Il 31° Salone Internazionale del Libro di Torino: tutto il programma

  

Il 31° Salone Internazionale del Libro di Torino: tutto il programma

Il 31° Salone apre i suoi battenti la mattina di giovedì 10 maggio, ma già la sera di mercoledì 9 è in programma – come da consuetudine – l’evento di pre-inaugurazione.
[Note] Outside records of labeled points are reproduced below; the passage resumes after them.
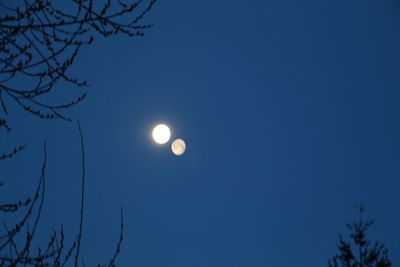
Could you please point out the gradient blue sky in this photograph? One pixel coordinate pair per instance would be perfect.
(290, 110)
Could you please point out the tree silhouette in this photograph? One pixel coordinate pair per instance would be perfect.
(359, 251)
(39, 42)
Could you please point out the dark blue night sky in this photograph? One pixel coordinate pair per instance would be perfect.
(290, 112)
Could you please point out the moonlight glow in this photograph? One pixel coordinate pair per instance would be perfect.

Quest’anno si tiene alle OGR – Officine Grandi Riparazioni, lo storico complesso di archeologia industriale recuperato e rilanciato come spazio artistico e culturale dalla Fondazione Crt. Aprirà le danze  un reading a ingresso libero di Paolo Cognetti, a ingresso gratuito su prenotazione sulla piattaforma Eventbrite: prenota alle 19.00 o alle 19.45

Il Premio Strega inaugurerà la mostra Un giorno, tutto questo. Cinque domande sul futuro che ci aspetta (progettata da OGR, con display a cura di Parasite 2.0) sulle cinque domande che contrassegnano l’edizione di quest’anno: «Chi voglio essere?»; «Perché mi serve un nemico?»; «A chi appartiene il mondo?»; Dove mi portano spiritualità e scienza?»; «Che cosa voglio dall’arte: libertà o rivoluzione?».
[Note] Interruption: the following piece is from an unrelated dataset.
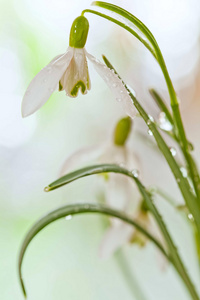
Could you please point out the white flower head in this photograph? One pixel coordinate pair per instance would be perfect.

Abbiamo chiesto, attraverso cinque domande, ad alcune delle menti più brillanti sparse in giro per il pianeta – e dunque a tanti scrittori, scienziati, economisti, filosofi, registi, disegnatori, artisti, musicisti… – di riflettere sul mondo in cui viviamo e sul mondo che ci aspetta, e la cui forma dipenderà evidentemente anche da noi, perché il futuro non è scritto. Le tantissime risposte arrivate, così diverse tra di loro (alcune già ora appaiono ogni domenica su La Stampa), hanno dato vita a un grandioso mosaico, a un concerto di voci, a una ricchissima costellazione osservando la quale si può riuscire forse a capire qualcosa in più sul mondo e sul tempo nel quale ci troviamo a vivere.
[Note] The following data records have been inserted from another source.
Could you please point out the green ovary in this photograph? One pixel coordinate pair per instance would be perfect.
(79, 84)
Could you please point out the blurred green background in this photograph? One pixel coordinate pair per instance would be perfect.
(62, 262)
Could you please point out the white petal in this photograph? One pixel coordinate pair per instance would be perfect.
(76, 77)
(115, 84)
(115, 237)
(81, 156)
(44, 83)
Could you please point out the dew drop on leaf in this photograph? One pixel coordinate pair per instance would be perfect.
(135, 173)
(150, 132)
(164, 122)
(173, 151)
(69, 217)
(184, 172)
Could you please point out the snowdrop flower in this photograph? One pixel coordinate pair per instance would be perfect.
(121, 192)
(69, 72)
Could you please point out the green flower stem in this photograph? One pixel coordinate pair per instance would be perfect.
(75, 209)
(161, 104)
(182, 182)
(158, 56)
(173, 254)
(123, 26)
La stessa sera, all’interno del Duomo delle OGR, sarà possibile visitare in anteprima la mostra Un giorno, tutto questo. Cinque domande sul futuro che ci aspetta progettata da OGR, con display a cura di Parasite 2.0, e ispirata alle cinque domande del Salone di quest’anno: «Chi voglio essere?», «Perché mi serve un nemico?», «A chi appartiene il mondo?», «Dove mi portano spiritualità e scienza?», «Che cosa voglio dall’arte: libertà o rivoluzione?».

 Una decina di contributi diventeranno podcast audio grazie alla collaborazione con Audible (www.audible.it), che affiderà alla voce dei suoi narratori professionisti la lettura di alcune risposte. Oltre che in mostra, i file potranno essere ascoltati sul sito www.5domande.it e sul sito di Audible Italia. La mostra resterà aperta fino al 20 maggio.

La stessa sera, sempre alle Ogr, subito dopo l’inaugurazione della mostra, è in programma Con il vostro irridente silenzio, una lettura-spettacolo inedita di Fabrizio Gifuni dedicata ad Aldo Moro. Il 9 maggio 2018 cadono i quarant’anni precisi dall’assassinio di Moro. Perché ancora oggi si parla di lui in modo così intenso nel dibattito pubblico? Non solo perché rappresenta un cadavere insepolto della nostra storia repubblicana, ma perché nei 55 giorni del suo sequestro si consumò anche una lotta tra le parole: quelle dei comunicati dei brigatisti, le dichiarazioni della politica, le lettere di Moro, che insieme al suo memoriale costituiscono un testo unico per leggere il senso non solo della nostra storia recente ma anche della nostra identità.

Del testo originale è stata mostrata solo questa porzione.